Руднев продолжал ходить по комнате; дядя внимательно следил за ним глазами.
— Старик стариком сгорбился, — заметил он наконец с досадой. — Это упорство заметно в тебе с малых лет и происходит ни от чего другого, по моему мнению, как от твердости характера!
— Какая у меня твердость!
— Нет, твердость есть, твердость есть... Как хочешь, брат, а твердость есть!
— Да что же вы меня как будто обвиняете? Я очень рад, если она есть.
— Это, смотря по обстоятельствам дела, Вася, смотря по случаю; я тебе скажу про себя. У меня всегда был твердый характер. Но изволишь видеть, где ахиллесова пята... Человек твердый упорствует во всем и не без ущерба иногда! В 48-м году была холера и меня затронула.
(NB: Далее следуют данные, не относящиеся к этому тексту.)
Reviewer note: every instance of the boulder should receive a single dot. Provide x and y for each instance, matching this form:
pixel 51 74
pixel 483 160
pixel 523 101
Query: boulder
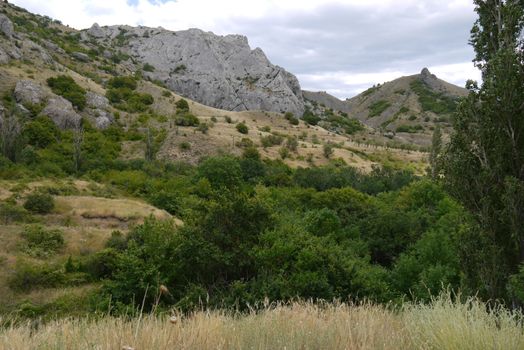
pixel 29 92
pixel 80 56
pixel 6 26
pixel 218 71
pixel 103 122
pixel 4 58
pixel 103 119
pixel 62 113
pixel 96 31
pixel 96 101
Признаюсь, я испугался; потом мне стало легче; но что ж? никто не мог успокоить меня, дрожу от страха. Человек слабый успокоился бы давно; но я, твердый характер, стал на своем: боюсь, боюсь и боюсь. А это вредно, ты сам знаешь! Так вот и ты себе на зло все делаешь...
После этих слов дядя уехал, но всю дорогу не выходила у него из ума задача, как бы оживить дорогого упрямца и отшельника.
- Здоровы ли вы, Владимир Алексеич? — спросили в Троицком старика Руднева.
— По мере возможности, графиня, по мере возможности... Года уж не те...
— Отчего ж? Вы гораздо старее меня, а я перед вами развалина. Завтра хотим ехать в *** монастырь... Боюсь, что недостанет сил сделать верхом сто слишком верст взад и вперед. Грудь болит, и голова кружится.
— 'Года уж не те, графиня! Бодрости нет — сообщения соков...
Хотя Владим1р Алексеевич с трудом решался говорить про свои чувства, пока не было в этом крайней нужды, но Новосильская умела сейчас узнавать, когда соседа волновало что-нибудь: язык его не выдавал, но выдавали брови, которые прыгали и от радости и от горя.